San José says it has quietly pulled off a big tech pivot inside City Hall: about 1,000 city employees have now finished an in-house AI upskilling program and are building custom tools to speed up everything from 311 triage to permit reviews and emergency readiness. City officials and program graduates say the training is stripping routine drudge work out of the day and giving staff more time for higher-value projects. The broader experiment is testing whether municipal employees, rather than outside vendors, can safely weave generative AI into everyday city operations.
In a press release from Mayor Matt Mahan's office, the city said its AI Upskilling Program, launched in September 2024, has already graduated multiple cohorts and reached roughly 15 percent of the municipal workforce. That release also estimated that early cohorts have saved between 10,000 and 20,000 staff hours and avoided about 50,000 dollars in consulting costs. Mayor Matt Mahan promoted the milestone on Facebook and linked to coverage of the program in a Facebook post.

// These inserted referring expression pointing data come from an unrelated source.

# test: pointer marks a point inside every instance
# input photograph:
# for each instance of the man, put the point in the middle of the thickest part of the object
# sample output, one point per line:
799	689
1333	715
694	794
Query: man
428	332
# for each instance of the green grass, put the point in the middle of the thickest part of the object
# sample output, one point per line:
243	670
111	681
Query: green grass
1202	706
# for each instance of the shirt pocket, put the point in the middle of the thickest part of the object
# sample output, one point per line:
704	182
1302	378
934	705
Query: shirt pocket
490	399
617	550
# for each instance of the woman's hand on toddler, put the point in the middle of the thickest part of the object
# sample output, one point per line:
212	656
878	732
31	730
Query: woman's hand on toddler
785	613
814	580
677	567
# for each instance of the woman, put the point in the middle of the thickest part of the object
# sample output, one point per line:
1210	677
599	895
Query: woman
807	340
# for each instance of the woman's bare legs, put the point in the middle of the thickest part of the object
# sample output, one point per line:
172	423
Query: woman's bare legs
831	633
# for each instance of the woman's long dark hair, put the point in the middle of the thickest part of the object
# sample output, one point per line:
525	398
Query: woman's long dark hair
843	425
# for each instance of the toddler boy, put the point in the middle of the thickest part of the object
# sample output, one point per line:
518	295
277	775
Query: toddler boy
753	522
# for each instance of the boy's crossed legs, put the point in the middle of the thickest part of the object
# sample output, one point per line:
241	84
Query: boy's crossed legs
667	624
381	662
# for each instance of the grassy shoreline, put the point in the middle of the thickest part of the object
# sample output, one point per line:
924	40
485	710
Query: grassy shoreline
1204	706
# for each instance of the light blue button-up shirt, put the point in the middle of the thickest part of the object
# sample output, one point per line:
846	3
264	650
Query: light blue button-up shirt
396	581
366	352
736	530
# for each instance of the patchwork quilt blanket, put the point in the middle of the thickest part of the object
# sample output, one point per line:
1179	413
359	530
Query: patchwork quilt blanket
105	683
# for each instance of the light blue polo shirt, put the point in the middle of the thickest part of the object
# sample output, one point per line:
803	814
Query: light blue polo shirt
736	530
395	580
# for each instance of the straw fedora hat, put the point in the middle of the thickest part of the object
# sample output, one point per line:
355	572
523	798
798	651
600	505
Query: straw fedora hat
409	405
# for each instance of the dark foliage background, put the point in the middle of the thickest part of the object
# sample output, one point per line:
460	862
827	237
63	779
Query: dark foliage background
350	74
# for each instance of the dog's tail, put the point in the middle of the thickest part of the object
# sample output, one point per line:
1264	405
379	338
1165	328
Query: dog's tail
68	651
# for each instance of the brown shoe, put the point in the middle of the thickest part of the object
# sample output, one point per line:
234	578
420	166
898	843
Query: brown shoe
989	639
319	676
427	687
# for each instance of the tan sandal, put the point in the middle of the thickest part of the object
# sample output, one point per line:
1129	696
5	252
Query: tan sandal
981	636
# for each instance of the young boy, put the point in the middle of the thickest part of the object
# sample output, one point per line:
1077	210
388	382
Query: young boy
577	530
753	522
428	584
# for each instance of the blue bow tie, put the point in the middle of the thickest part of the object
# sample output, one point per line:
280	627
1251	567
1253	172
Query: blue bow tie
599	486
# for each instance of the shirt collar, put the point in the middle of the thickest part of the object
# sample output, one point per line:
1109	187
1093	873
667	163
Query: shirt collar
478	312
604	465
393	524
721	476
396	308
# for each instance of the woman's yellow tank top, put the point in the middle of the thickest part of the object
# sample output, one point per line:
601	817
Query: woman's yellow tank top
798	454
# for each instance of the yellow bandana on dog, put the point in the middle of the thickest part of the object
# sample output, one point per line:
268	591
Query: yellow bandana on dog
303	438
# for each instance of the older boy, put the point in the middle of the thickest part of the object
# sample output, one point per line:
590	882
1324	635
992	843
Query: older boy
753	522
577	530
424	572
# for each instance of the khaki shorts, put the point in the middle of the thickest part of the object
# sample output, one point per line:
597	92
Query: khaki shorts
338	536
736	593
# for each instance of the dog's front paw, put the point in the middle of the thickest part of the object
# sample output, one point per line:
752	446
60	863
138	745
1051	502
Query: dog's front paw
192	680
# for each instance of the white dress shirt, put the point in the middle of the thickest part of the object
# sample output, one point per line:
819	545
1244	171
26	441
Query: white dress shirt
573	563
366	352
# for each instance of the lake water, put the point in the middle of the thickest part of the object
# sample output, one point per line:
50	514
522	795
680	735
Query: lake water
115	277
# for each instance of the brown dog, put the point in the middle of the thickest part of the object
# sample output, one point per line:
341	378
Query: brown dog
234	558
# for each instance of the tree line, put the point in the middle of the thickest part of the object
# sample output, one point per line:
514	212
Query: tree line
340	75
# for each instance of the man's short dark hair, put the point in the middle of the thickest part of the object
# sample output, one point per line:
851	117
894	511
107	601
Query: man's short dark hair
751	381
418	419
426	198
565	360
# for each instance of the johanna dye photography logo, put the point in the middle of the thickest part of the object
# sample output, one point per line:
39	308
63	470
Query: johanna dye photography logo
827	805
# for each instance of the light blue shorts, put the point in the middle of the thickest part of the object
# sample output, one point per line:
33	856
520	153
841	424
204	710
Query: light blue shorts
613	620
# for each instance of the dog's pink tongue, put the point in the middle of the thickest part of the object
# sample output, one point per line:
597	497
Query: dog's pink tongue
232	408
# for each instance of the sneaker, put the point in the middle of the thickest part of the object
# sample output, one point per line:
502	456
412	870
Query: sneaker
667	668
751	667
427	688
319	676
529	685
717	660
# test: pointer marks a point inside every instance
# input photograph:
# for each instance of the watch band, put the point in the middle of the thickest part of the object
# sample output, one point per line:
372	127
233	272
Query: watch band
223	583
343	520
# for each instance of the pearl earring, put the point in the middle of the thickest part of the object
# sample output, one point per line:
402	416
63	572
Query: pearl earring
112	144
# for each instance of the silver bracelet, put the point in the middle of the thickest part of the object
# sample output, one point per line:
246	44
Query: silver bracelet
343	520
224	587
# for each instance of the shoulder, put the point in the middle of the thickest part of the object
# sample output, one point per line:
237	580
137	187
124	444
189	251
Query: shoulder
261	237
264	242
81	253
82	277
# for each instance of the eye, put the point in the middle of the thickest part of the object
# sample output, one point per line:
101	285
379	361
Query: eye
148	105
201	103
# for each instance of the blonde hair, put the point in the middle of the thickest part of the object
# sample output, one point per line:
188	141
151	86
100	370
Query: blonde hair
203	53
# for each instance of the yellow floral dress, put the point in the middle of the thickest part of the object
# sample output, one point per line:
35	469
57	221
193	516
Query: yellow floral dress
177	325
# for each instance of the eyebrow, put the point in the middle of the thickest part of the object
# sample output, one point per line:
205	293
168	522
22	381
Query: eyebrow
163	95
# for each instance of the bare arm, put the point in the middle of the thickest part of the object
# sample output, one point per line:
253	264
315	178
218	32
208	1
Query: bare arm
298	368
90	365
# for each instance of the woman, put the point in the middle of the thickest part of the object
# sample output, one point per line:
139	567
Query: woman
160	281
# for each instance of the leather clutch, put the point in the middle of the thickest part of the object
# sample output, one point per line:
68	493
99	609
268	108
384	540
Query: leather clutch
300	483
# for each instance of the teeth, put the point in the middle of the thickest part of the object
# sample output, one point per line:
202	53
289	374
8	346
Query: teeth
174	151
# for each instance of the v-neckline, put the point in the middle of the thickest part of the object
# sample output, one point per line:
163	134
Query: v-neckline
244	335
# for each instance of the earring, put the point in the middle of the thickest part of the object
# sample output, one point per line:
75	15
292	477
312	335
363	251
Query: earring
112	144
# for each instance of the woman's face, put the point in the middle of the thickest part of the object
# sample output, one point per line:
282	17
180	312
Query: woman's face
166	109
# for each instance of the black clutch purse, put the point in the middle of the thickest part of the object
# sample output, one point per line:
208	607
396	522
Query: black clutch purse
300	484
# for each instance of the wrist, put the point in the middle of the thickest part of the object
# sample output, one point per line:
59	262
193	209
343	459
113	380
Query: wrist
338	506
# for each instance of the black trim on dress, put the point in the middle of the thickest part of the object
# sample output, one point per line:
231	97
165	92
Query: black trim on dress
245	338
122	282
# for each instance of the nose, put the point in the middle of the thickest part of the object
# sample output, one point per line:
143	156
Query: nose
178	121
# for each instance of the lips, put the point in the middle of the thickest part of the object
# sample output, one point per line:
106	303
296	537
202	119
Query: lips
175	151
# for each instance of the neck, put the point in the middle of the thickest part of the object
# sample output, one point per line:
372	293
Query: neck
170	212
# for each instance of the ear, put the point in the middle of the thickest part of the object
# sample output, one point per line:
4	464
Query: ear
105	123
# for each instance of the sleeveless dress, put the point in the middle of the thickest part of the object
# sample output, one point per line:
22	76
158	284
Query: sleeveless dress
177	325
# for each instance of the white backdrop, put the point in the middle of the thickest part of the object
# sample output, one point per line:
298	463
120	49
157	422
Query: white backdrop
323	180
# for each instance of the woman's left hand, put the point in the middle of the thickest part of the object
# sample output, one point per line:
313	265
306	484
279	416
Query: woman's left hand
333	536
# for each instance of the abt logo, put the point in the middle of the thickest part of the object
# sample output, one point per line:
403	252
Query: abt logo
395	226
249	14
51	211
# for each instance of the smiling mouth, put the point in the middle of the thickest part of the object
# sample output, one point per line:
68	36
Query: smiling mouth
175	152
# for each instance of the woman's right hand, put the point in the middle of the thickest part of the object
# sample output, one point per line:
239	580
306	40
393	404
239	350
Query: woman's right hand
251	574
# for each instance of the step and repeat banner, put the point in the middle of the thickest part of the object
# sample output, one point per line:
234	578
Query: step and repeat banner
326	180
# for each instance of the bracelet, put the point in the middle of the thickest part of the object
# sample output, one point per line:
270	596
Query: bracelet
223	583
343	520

The city’s IT Training Academy runs a 10-week, cohort-based AI track in partnership with San José State University. The curriculum blends short self-paced modules with hands-on projects tailored to each department’s needs. According to the Academy, participants often claw back more than an hour a day on chores like drafting memos, reviewing grants, and summarizing long reports, and some staff have built custom assistants using ChatGPT to automate routine steps. Graduates present their final projects to City leadership so promising tools can be adopted and governed inside official systems.
How the training works
The program leans on a bottom-up model that asks frontline employees to bring real work problems to class and design AI helpers to solve them, using enterprise accounts and approval checkpoints that keep models and data under city control, as reported by StateScoop. Trainers work with San José State and city IT staff to map projects to San José’s generative AI policies and privacy safeguards, instead of letting individual employees experiment freely on public systems. City leaders say this approach is meant to make useful projects easier to scale without creating fresh privacy or procurement headaches.
Early wins: 311, contractors and fire readiness
The mayor’s office and city communications teams point to a handful of early success stories. One transportation staffer used a custom assistant to secure and pivot on multimillion-dollar EV charging grants, while an IT analyst built a tool that parses the 311 “Other Issues” field into recurring themes, saving hundreds of staff hours a year. City materials also describe assistants that automatically check whether emergency vehicles are properly stocked before deployment, along with systems that flag missing information in contractor submissions, steps the city says cut down on back-and-forth that can slow infrastructure work. According to a city release, those examples are meant to show how relatively modest, staff-built automation can shorten the time it takes to move projects forward.
Governance and what’s next
San José has woven governance into the training from the start: employees are required to build tools on approved platforms and to follow published generative AI guidelines that outline rules for data handling, model limits, and public records obligations, according to the city's Generative AI Guidelines. The city has also helped convene a GovAI coalition to share playbooks with other local governments and, as reported by StateScoop, aims to expand the program to about 2,500 staff, roughly 30 percent of its workforce, by June 2027. Officials say the twin goals are to keep innovation in-house while creating clear, transparent oversight for any automation that touches residents’ data.
Other municipalities are experimenting with similar efforts, and San José’s mix of training, procurement controls, and an explicit push to have employees build their own tools has drawn national attention, as noted by Governing. Observers say the next big test will be whether the program’s early productivity gains can scale up without creating new privacy or equity risks. City leaders, for their part, describe the whole effort as deliberately incremental and practical: teach staff useful skills, put guardrails around how they use them, and let the projects prove their value on the ground.